Last updated at Posted at 2024-06-22

はじめに

電験の電力科目の水力発電に、水車の比速度という概念がある。これは、落差1[m]で1[kW]の相似な仮想水車が存在していると仮定したときの回転速度という意味である。一般に、水車を設置する落差や規模は環境に依存する。したがって、比速度を用いれば、すべての水車を同じ基準で比較することができるようになる。今回は、比速度について簡潔に紹介した後に、落差と出力と比速度の関係を水車の回転数を一定という条件のもとグラフ化してみる。これにより、3つのパラメーターの関係性について調査する。

hisokudo_phns.png

比速度の定義

前述するとおり、ある水車について落差1[m]で1[kW]の相似な仮想水車が存在すると仮定したときの回転速度を比速度と定める。
導出は以下の記事を参考にされたい。エネルギー保存の法則と流量と速度の関係を使用するようである。

さて、比速度は以下の式で表すことができる。

N_s=N \frac{\sqrt{P}}{H^{5/4}}

ただし、水車の出力は$P[kW]$であり回転速度は$N[min^{-1}]$であるとする。

公式の導出

水車の出力P[kW]は流量Q[$m^3/s$]を用いると以下のように表すことができる。

P=gQH\eta

ただし、$g,\eta$は重力加速度と水力発電の効率とする。

また、水路は半径rの円筒管であるとすると、

Q=Av=(\pi r^2)v

ただし、$v$は流速[m/s]として円筒管の断面積は$A=\pi r^2$であるとする。

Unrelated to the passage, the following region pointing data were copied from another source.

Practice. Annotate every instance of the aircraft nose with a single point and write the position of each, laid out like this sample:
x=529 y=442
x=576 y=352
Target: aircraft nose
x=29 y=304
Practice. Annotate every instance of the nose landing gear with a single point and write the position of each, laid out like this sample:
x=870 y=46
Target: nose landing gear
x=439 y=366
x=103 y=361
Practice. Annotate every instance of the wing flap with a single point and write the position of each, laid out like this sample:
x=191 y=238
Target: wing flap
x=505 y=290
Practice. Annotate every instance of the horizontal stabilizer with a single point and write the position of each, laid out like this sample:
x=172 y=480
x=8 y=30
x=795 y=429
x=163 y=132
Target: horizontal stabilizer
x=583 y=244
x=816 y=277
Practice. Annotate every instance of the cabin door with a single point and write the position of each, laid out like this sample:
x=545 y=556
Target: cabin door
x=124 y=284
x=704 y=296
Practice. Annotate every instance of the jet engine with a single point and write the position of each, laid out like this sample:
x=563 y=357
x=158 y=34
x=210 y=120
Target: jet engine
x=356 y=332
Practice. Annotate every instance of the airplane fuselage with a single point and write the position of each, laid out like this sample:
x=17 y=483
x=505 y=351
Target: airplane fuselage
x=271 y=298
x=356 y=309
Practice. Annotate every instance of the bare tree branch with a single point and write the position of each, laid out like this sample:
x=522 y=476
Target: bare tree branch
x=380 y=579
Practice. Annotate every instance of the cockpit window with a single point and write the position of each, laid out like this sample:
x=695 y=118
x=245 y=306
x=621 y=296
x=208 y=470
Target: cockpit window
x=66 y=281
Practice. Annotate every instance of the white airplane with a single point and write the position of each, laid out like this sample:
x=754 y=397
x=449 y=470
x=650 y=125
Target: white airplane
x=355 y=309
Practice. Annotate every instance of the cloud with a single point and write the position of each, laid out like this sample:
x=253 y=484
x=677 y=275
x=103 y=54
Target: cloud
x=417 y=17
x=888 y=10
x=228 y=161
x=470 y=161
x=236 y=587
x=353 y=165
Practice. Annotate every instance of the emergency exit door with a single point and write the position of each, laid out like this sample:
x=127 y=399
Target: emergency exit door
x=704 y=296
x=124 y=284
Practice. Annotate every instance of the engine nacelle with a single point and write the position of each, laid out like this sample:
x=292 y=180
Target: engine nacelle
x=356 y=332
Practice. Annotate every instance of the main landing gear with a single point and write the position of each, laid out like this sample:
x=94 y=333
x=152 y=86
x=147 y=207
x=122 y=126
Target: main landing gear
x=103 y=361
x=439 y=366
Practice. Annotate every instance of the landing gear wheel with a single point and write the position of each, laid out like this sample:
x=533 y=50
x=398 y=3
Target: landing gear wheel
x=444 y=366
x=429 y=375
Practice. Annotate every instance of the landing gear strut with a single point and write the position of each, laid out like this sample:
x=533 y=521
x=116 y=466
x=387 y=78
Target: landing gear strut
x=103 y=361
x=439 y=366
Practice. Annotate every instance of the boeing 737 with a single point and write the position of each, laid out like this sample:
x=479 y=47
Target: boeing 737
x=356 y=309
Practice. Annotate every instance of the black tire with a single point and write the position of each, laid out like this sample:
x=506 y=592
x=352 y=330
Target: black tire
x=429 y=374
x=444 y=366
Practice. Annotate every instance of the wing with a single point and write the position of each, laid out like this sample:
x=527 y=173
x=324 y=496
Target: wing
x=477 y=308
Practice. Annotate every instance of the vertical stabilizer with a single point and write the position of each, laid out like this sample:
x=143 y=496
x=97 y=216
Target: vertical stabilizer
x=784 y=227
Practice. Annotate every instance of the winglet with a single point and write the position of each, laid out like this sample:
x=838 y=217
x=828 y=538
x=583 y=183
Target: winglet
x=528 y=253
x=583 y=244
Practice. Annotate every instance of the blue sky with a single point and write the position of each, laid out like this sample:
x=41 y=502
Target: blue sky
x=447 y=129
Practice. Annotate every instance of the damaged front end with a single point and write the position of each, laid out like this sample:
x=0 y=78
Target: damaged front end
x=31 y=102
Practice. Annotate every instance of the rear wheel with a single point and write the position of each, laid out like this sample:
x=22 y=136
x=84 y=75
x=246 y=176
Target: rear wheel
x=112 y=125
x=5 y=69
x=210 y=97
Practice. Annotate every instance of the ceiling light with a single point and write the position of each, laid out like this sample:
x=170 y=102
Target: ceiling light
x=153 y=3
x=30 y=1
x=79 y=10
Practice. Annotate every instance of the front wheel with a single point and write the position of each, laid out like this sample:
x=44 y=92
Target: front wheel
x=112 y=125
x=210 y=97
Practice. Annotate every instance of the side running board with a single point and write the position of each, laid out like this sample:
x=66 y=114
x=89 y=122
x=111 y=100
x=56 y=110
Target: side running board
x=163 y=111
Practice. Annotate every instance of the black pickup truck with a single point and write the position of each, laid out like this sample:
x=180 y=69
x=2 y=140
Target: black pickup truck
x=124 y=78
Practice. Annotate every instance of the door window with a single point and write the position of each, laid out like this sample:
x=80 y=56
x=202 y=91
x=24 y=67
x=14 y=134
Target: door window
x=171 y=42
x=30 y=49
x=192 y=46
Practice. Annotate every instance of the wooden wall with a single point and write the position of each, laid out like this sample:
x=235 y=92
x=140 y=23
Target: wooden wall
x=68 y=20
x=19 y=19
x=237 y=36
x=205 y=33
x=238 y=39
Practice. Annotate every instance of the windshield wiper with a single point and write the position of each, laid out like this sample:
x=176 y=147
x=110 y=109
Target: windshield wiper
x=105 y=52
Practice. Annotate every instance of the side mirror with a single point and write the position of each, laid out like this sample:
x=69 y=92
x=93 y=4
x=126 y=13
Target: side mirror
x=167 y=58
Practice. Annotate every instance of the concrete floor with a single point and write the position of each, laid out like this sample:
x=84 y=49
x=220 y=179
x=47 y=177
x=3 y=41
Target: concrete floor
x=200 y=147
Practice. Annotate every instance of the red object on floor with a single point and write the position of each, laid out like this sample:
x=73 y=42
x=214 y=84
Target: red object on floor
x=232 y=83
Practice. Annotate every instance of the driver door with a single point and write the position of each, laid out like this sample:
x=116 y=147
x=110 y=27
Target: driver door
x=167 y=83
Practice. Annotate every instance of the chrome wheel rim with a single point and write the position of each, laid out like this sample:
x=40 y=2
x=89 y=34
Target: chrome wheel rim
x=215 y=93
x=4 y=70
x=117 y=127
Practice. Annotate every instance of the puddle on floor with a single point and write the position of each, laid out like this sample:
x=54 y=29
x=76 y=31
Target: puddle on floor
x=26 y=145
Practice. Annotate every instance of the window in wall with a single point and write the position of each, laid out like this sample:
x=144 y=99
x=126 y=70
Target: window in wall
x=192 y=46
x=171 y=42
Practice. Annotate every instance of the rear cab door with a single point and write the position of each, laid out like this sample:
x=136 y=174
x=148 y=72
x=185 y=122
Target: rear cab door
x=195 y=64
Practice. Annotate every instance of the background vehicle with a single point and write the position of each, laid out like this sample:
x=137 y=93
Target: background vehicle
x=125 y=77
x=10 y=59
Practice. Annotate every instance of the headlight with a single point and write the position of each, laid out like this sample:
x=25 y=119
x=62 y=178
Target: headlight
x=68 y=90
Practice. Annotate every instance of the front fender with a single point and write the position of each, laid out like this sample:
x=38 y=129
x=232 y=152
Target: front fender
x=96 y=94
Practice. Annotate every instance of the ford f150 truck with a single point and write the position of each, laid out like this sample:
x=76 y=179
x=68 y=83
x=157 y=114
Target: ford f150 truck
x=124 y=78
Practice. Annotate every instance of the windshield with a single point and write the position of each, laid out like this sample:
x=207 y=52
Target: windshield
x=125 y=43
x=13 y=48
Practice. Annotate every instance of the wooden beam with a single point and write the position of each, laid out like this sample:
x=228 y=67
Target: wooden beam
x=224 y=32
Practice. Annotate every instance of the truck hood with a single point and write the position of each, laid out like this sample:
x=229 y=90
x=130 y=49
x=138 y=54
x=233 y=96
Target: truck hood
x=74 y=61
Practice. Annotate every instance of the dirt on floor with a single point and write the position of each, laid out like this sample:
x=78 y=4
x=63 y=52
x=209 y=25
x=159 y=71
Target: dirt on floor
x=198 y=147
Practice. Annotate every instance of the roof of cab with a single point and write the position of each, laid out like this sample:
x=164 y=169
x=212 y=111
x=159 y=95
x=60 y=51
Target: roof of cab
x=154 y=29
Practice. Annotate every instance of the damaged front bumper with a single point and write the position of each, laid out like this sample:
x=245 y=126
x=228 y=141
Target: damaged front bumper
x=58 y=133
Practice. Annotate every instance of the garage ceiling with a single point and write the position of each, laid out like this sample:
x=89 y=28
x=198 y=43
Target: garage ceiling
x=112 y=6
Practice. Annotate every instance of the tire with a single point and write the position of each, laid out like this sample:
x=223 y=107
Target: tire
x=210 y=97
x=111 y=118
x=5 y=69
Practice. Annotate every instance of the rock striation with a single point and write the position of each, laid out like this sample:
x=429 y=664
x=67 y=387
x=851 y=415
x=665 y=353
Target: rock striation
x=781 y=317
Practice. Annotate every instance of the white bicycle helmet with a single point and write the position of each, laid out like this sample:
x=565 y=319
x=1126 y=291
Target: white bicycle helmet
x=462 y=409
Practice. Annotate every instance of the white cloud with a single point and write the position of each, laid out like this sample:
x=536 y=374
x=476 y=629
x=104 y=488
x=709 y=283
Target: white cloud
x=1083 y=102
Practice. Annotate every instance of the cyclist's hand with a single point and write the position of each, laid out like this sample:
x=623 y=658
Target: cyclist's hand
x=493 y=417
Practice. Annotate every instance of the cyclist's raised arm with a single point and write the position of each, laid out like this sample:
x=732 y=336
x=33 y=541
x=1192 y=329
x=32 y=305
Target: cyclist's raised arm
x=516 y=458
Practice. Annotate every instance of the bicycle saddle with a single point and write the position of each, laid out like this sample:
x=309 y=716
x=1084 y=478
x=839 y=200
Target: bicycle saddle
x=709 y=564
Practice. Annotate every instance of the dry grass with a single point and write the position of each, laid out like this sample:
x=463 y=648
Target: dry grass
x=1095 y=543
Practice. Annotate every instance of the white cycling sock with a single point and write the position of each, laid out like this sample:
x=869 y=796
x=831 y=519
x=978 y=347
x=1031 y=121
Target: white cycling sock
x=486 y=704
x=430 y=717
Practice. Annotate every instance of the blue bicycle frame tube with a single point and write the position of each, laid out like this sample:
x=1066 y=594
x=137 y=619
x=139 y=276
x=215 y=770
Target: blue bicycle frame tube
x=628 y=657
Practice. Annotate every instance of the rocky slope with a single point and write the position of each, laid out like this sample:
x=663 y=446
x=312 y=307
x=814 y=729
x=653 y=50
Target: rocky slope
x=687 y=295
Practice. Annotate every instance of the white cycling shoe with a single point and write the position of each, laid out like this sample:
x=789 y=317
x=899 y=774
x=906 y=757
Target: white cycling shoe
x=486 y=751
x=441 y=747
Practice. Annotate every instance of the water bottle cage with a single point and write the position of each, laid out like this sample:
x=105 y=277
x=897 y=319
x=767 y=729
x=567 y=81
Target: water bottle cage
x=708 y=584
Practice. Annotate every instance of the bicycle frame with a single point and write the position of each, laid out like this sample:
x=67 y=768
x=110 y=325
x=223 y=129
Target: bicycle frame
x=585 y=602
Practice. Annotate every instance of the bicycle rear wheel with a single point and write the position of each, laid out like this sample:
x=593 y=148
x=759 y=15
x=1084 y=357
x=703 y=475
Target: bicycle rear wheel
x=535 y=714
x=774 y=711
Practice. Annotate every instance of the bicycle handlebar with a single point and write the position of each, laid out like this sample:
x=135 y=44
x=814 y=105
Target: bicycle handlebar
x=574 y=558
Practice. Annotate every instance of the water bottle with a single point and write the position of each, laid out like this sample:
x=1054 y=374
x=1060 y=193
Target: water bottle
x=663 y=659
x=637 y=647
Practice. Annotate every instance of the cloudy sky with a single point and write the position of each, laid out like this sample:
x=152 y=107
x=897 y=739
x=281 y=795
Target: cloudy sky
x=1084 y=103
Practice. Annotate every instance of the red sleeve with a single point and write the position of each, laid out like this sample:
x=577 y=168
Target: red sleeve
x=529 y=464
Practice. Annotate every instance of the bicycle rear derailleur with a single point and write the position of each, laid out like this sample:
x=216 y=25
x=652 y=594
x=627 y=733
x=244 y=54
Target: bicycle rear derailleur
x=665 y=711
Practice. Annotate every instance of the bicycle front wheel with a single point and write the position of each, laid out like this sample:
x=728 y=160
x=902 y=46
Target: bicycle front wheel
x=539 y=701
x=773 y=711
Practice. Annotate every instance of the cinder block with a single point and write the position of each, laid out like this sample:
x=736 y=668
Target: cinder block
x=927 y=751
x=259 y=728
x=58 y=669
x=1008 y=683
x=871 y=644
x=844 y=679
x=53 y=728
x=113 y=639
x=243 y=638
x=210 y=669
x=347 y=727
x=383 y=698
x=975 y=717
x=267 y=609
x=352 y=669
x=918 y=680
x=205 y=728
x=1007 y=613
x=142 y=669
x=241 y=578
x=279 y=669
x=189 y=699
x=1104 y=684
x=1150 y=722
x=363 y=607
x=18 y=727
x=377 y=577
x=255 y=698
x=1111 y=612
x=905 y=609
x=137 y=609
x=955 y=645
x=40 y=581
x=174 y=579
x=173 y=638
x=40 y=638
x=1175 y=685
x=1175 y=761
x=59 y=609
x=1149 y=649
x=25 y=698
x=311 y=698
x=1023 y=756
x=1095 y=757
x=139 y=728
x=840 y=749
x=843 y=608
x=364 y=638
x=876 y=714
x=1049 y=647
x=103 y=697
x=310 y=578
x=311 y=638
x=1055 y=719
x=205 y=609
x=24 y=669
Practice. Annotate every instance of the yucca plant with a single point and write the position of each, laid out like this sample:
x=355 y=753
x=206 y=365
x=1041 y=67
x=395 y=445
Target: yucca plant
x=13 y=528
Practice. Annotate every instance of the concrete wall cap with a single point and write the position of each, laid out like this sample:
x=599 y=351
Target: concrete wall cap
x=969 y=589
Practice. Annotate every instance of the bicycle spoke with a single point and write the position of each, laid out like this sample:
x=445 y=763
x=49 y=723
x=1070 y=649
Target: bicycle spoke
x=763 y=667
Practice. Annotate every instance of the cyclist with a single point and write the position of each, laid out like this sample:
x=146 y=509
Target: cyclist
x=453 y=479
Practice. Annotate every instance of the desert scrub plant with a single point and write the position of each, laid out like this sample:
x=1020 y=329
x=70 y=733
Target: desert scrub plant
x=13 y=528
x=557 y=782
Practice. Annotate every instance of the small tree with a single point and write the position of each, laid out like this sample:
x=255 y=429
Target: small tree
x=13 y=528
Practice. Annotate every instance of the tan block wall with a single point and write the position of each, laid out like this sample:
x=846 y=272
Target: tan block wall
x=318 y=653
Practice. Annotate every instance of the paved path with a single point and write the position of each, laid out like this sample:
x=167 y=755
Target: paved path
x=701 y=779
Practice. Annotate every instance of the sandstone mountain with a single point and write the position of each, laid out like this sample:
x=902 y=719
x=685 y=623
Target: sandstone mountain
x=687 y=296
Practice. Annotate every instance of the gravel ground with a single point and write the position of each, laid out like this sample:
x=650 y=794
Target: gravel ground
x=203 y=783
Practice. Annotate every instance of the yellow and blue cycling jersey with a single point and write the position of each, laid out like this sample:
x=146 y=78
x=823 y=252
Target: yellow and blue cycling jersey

次に下図のような水車においてrと回転数Nの積は流速に比例するので、

image.png

v=r\omega =  K_1 r (2 \pi N/60)=K_2 (rN)

と表すことができる。したがって、エネルギー保存の法則より$v=K_3 \sqrt{2gH}[m/s]$であることを考慮して、

r=\frac{v}{K_2 N}=\frac{K_3\sqrt{2gH}}{K_2N}

となる。これらを用いて水力発電出力Pを計算すると以下のようになる。

P=gQH\eta=g(v \pi r^2)\eta=g(K_3 \pi \sqrt{2gH}  r^2)H\eta=K_4 H^{3/2}r^2=K_5 H^{3/2}(\frac{\sqrt{H}}{N})^2

つまり、

P=K_6 \frac{H^{\frac{5}{2}}}{N^2}

と表すことができる。ただし、K郡は定数である。

ゆえに、

N=\sqrt{K_6} \frac{H^{\frac{5}{4}}}{P^{\frac{1}{2}}}=k \frac{H^{\frac{5}{4}}}{P^{\frac{1}{2}}}

ここで、H=1[m],P=1[kW]である仮想的な相似水車における回転速度つまり比速度を求めると以下のようになる。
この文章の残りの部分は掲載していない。